Marque sonore : reconnaissance par le Tribunal de l’Union européenne du caractère distinctif d’un jingle
8 décembre 2025
Marque sonore : reconnaissance par le Tribunal de l’Union européenne du caractère distinctif d’un jingle
(TUE, 10 septembre 2025, T-288/24)
Dans son arrêt du 10 septembre 2025, le Tribunal de l’Union européenne (« TUE ») a annulé une décision de la cinquième chambre de recours de l’Office de l’Union européenne pour la propriété intellectuelle (« EUIPO ») ayant refusé l’enregistrement du signe sonore suivant, déposé par l’opérateur des transports publics de Berlin, la société Berliner Verkehrsbetriebe (« BVG »), pour désigner des services de transport et d’emballage :
Fichier audio de la marque demandée
Sur la procédure
Par une décision du 3 octobre 2023, l’EUIPO a notamment rejeté la demande d’enregistrement sur le fondement de l’article 7, paragraphe 1, sous b), du Règlement (UE) 2017/1001 sur la marque de l’Union européenne, considérant que le signe sonore précité était dépourvu de caractère distinctif.
La cinquième chambre de recours de l’EUIPO a confirmé cette décision en considérant dans sa décision du 2 avril 2024 que la mélodie était si courte et banale, qu’elle ne possédait aucune prégnance, ni capacité à être reconnue, ce qui ne permettrait pas aux consommateurs de la considérer comme une indication d’origine.

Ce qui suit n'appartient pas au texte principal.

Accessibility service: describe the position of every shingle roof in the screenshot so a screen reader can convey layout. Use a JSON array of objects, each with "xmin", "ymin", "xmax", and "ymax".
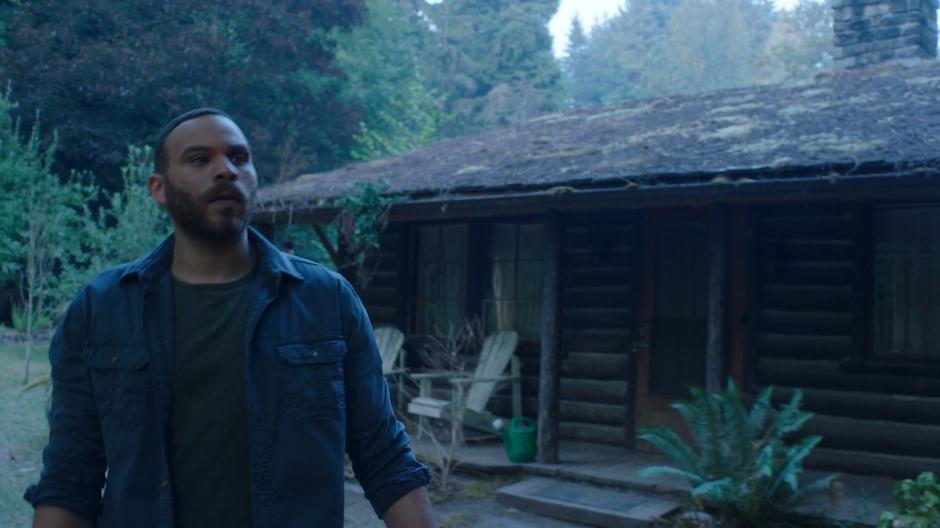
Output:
[{"xmin": 259, "ymin": 61, "xmax": 940, "ymax": 218}]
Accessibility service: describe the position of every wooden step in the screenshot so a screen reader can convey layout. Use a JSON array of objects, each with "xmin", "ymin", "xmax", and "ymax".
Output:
[
  {"xmin": 806, "ymin": 447, "xmax": 940, "ymax": 479},
  {"xmin": 496, "ymin": 477, "xmax": 681, "ymax": 528},
  {"xmin": 799, "ymin": 414, "xmax": 940, "ymax": 458}
]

Plus précisément, la chambre de recours a considéré que la demande d’enregistrement étant extrêmement courte (deux secondes) et simple (quatre sons perceptibles), elle n’était pas en mesure de transmettre en tant que tel un message dont les consommateurs pourraient se souvenir, dès lors qu’elle serait simplement perçue comme un élément sonore fonctionnel destiné à attirer l’attention de l’auditeur sur l’annonce qui suit ou sur d’autres aspects des services visés.
La BVG a formé un recours à l’encontre de cette décision, reprochant à la chambre de recours de l’EUIPO de ne pas avoir interprété correctement les critères du caractère distinctif.
Sur l’appréciation du caractère distinctif par le TUE
Le TUE annule la décision de la chambre de recours et apporte des précisions utiles quant aux critères permettant d’apprécier le caractère distinctif des jingles de courte durée.
Le TUE considère notamment que :
- Il est notoire que les opérateurs du secteur des transports utilisent de plus en plus des jingles pour créer une identité sonore reconnaissable par le public.
- Le signe sonore consiste en une mélodie de quatre sons différents qui n’a pas de lien direct avec les services visés. Ce signe n’apparaît pas plus être dicté par des considérations techniques ou fonctionnelles.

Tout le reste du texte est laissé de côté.